Wednesday, June 9, 2010

Cinnamon Rolls



I'm sorry. I should just apologize now. This recipe is pure deliciousness. It will be hard to contain yourself. So only plan on making them when you have somewhere to take them. But, man oh man, are they good!!!! Besides, it's the Pioneer Woman's fault. It occurred to me yesterday that I'm trying an awful lot of her recipes. I promise that this is not a Julie/Julia thing between Ree and myself....unless I can end up with a book and movie deal. Hey, I have student loans to think about.

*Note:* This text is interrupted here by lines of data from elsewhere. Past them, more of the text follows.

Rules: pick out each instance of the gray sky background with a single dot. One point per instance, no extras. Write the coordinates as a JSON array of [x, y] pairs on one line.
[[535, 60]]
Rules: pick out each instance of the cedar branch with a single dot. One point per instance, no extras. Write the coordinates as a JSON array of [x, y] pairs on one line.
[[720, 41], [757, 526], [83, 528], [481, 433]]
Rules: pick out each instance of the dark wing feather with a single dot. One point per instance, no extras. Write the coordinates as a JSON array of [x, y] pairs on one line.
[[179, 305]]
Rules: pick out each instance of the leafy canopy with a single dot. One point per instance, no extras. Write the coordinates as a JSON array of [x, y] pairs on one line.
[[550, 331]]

I had never made homemade cinnamon rolls before this recipe. I was nervous, but all turned out well. I have a couple areas of adjustment for next time. For example, my dough will sit farther back on the counter. It was thisclose to spilling cinnamon/sugar/butter onto my floor. You should also know that this is a messy endeavor. Or at least it was for me. Maybe next time will be better. BUT, the important thing to know as you're seeing this mess on your counter is that they will be sooooo worth it. Yum. Okay, my final note before her recipe is that I didn't make the maple icing. I had worked a 12 hour shift that day and had to return for another 12 the next day, so I was simply too tired for the couple extra steps. Alright, let the baking (and deliciousness) begin!

Dough
1 quart Whole Milk (I used 2%)
1 cup Vegetable Oil
1 cup Sugar
2 packages Active Dry Yeast
8 cups (Plus 1 Cup Extra, Separated) All-purpose Flour
1 teaspoon (heaping) Baking Powder
1 teaspoon (scant) Baking Soda
1 Tablespoon (heaping) Salt
Plenty Of Melted Butter
2 cups Sugar
Generous Sprinkling Of Cinnamon (I can't even guess at this. I think it depends on how much you like cinnamon.)

Icing
1 bag Powdered Sugar (I didn't use a full bag. Maybe 3/4?)
1/2 cups Milk
1/4 cups Melted Butter

Mix the milk, vegetable oil and sugar in a pan. “Scald” the mixture (heat until just before the boiling point). Turn off heat and leave to cool 45 minutes to 1 hour. When the mixture is lukewarm to warm, but NOT hot, sprinkle in both packages of Active Dry Yeast. Let this sit for a minute. Then add 8 cups of all-purpose flour. Stir mixture together. Cover and let rise for at least an hour. After rising for at least an hour, add 1 more cup of flour, the baking powder, baking soda and salt. Stir mixture together. (At this point, you could cover the dough and put it in the fridge until you need it – overnight or even a day or two, if necessary. Just keep your eye on it and if it starts to overflow out of the pan, just punch it down). **Because I didn't read and realize how time consuming this was going to be, I ended up stopping here.

When ready to prepare rolls: Sprinkle rolling surface generously with flour. Take half the dough and form a rough rectangle. Then roll the dough thin, maintaining a general rectangular shape. Drizzle 1/2 to 1 cup melted butter over the dough. Now sprinkle 1 cup of sugar over the butter followed by a generous sprinkling of cinnamon.





Now, starting at the opposite end, begin rolling the dough in a neat line toward you. Keep the roll relatively tight as you go. Next, pinch the seam of the roll to seal it.


See the mess? Totally worth it.

Spread 1 tablespoon of melted butter in a seven inch round foil cake or pie pan. Then begin cutting the rolls approximately ¾ to 1 inch thick and laying them in the buttered pans.

Repeat this process with the other half of the dough. Let the rolls rise for 20 to 30 minutes, then bake at 400 degrees until light golden brown, about 15 to 18 minutes.



Icing: Mix together all ingredients listed and stir well until smooth. It should be thick but pourable. Taste and adjust as needed. Generously drizzle over the warm rolls.